Guardian Circle is expanding its service to address the growing response to nationwide safety concerns for hospital and service industry workers. In a recent interview on the Pomp Podcast, Guardian Circle CEO, Mark Jeffrey, identified the nearly US $1 billion market to be targeted by the decentralized community emergency response app.

In the past decade, women employed as housekeepers, cocktail waitresses, and other service industry roles have begun to report record numbers of incidences when they feel their personal safety is at risk. A July 2016 survey in Chicago found “58% of hotel workers and 77% of casino workers surveyed have been sexually harassed by a guest.”

Across the US, so-called “panic button laws” are taking effect that requires staff are equipped with devices that allow them to signal and summon for immediate assistance when working alone. Cities such as Las Vegas, NV, Washington D.C., Long Beach, CA, Chicago, IL, and others have passed related ordinances.

In 2018, Marriott International announced plans to deploy alert devices for housekeepers and other on-property associates employed across its more than 5,000 properties. Marriott’s response was part of the hotel industry’s 5-Star Promise, which seeks to “enhance policies, trainings, and resources, including employee safety devices, that together are aimed [at] strengthening safety and security for hotel employees and guests.”

In the Pomp Podcast interview, Jeffrey noted that Guardian Circle is building upon the team’s work in the 2018 Women’s Safety XPRIZE panic device contest that opened up its API to integrate with external devices.

Current panic button solutions rely on GPS and older Bluetooth standards, yielding less than accurate results, or connectivity issues when Bluetooth devices unpair from a mobile phone. In a conversation with Neo News Today, Jeffrey said, “competitors use older Bluetooth panic buttons, which can not pinpoint an exact location. Emergency responders will have to guess the room (and floor) within a 100-foot radius.”
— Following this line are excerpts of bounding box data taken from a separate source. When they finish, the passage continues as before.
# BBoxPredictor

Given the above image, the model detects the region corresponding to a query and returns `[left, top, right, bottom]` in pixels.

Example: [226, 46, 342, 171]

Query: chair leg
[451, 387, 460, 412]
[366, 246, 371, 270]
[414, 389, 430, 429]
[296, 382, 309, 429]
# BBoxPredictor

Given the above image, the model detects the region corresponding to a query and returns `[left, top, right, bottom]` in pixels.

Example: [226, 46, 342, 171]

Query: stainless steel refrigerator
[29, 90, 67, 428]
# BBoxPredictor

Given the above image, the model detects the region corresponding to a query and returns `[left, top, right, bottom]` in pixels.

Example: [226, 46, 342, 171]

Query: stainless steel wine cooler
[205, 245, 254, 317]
Guardian Circle’s solution integrates a near-field communication (NFC) sticker that is placed in each hotel room, which allows housekeeper’s phones to communicate their precise location via the Guardian Circle dApp. Additionally, Guardian Circle offers a supplementary key fob panic button device that utilizes active beacon technology, providing a primary benefit of continuous pairing with mobile devices, and maintaining a 12 to 14-month battery life.